Phase D Stage 1 (canary contention emitter), Stage 2 (manifest builder),
Stage 3 (ours `OrderMode::ContentionReplay` + manifest loader), and
Stage 4 (diff-tool engine-local kinds) ALL LANDED. The engine code is
in tree. What's missing is *coverage of the right contention events*:
the 104,607 divergence was upstream of canary's first
`contention.observed=true` emit (idx 104,664), so the manifest could
not target the right call site.
This means: if we pursue γ (broaden replay to more event classes),
the entry cost is not "start from scratch" but "extend an existing
manifest layer." However, the LOC budget for γ is still ~600 across
both engines, and there is **no proven future cap** that this would
unblock.
### 3. The empirical jitter range is small and fully absorbable.
From `jitter-profile.md`: 4 canary cold samples show 3 distinct
shapes around the contention window. The C+21 absorber + Phase D
D-extension already canonicalize ALL 3 shapes to the same matched
form. Even N=5 or N=10 fresh canary colds would land in one of these
3 shapes (likely with the same absorber outcome).

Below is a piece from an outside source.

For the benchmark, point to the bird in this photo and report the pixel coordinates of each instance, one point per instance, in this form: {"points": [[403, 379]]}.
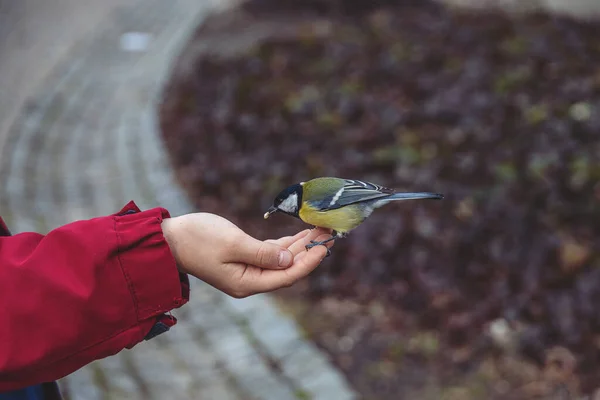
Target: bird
{"points": [[336, 203]]}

The SID core (`a25a16a4f6f547aa`, `2a70efeeed4f4fb6`,
`72a4170012353517`) is consistent across cold runs (±20% counts), and
the shared-global SID recipe (C+18) recomputes them deterministically.

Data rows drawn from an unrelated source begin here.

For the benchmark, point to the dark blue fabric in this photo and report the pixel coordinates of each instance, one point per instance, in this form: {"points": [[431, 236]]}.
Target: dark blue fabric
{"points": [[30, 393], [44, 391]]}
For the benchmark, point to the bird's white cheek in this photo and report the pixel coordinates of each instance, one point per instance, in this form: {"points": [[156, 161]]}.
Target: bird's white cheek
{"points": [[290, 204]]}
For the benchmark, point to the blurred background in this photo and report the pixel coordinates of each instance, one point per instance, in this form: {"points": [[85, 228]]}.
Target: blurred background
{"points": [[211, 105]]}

The transient "top-2" SIDs (which change per-cold) all flow through
the shared-global absorber.
### 4. Canary cannot be made deterministic without invalidating it.
The host-thread-per-XThread model is what makes canary the *oracle*.
Replacing it (α / β) would require:
- Reworking ~2000-3000 LOC of canary base+kernel.
- Re-validating against the broader canary test corpus (other games).
- Accepting a real risk of breaking Sylpheed-unrelated game-compat.
Approach γ (record-and-replay) avoids touching canary's scheduling
philosophy but requires ours to consume a multi-million-entry trace,
with engineering and runtime cost that should be matched to a *proven*
future scheduling cap.
### 5. The Phase B image hash and ours digest are stable.
`image_loaded_sha256 ea8d160e…` UNCHANGED. Ours default digest
stable × 3 cold runs. There is no signal of latent divergence in the
pre-Phase-A surfaces that would benefit from scheduling alignment.
## What to keep
1. **Phase D Stages 1-4 infrastructure** stays in tree. Cvar
`kernel_emit_contention=false` default-off; `XENIA_CONTENTION_MANIFEST_PATH`
opt-in. Future phases can use them.
2. **All absorbers** (C+18, C+21, D-extension) stay; they are correct
and narrow.
3. **The Stage 0 `OrderMode::ScanQuantum`** stays as a debug knob,
documented as null-result.
## What to defer
1. Approach γ (broader scheduling-trace replay) — defer until a
future cap demonstrably scheduling-related appears.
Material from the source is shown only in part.